Yes. Real people don't have that option, it doesn't reflect their experience or honour the way so many strive to find a place in the world despite their disability. It doesn't explore the way that world can and should adapt to meet their needs and how often that is made difficult by exactly the sort of ignorance shows like trek endeavour to dismiss. Star Trek isn't about the future and stupid pseudo technology, it's about people.

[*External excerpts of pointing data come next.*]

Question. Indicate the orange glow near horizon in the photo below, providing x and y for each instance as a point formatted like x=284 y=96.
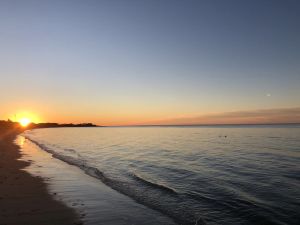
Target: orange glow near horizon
x=24 y=122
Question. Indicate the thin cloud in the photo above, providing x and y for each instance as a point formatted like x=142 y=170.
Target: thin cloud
x=263 y=116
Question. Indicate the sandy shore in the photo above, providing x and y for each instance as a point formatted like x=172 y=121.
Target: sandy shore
x=24 y=199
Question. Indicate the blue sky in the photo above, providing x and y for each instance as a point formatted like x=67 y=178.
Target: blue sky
x=126 y=62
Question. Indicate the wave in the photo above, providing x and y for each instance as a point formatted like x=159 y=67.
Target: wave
x=126 y=188
x=152 y=184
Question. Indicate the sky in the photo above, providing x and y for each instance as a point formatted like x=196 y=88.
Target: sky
x=130 y=62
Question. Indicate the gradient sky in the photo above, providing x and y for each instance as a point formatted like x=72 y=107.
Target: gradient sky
x=157 y=61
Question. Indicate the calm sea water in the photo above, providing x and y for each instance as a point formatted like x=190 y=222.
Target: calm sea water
x=195 y=175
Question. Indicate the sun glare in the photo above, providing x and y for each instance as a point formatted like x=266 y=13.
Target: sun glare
x=24 y=122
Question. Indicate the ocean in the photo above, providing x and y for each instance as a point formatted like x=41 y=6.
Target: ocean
x=218 y=175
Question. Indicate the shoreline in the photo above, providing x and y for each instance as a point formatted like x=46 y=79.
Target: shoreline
x=24 y=199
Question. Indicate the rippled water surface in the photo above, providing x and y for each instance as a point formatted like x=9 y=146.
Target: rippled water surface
x=205 y=175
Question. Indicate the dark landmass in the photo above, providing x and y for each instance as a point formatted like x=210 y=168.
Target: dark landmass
x=24 y=199
x=53 y=125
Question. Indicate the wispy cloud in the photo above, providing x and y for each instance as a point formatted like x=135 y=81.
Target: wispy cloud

It would literally be like reducing representation for gay people to synthesising a magic pill to make them straight, thus removing any reason to represent the reality of the human being behind the label, it would be offensive and arrogant. We are talking about marginalised groups who deserve to be represented onscreen, not edited out of existence.
 
No.

Consider this (from eschaton):

*As I've said, IMHO the best solution would be if Tig Notoro's character had some sort of light exoskeleton on her lower extremities which could be removed when in her quarters. It would allow the character (and actor) full mobility, yet still signal to the audience the disability. Which is exactly what Geordi's VISOR was - something completely unlike how blind people deal with the world today, but still a technological signifier of blindness.*
 
No.

Consider this (from eschaton):

*As I've said, IMHO the best solution would be if Tig Notoro's character had some sort of light exoskeleton on her lower extremities which could be removed when in her quarters. It would allow the character (and actor) full mobility, yet still signal to the audience the disability. Which is exactly what Geordi's VISOR was - something completely unlike how blind people deal with the world today, but still a technological signifier of blindness.*

Exactly, thus avoiding any exploration of the actual reality of being disabled and the challenges and stigma that go with it.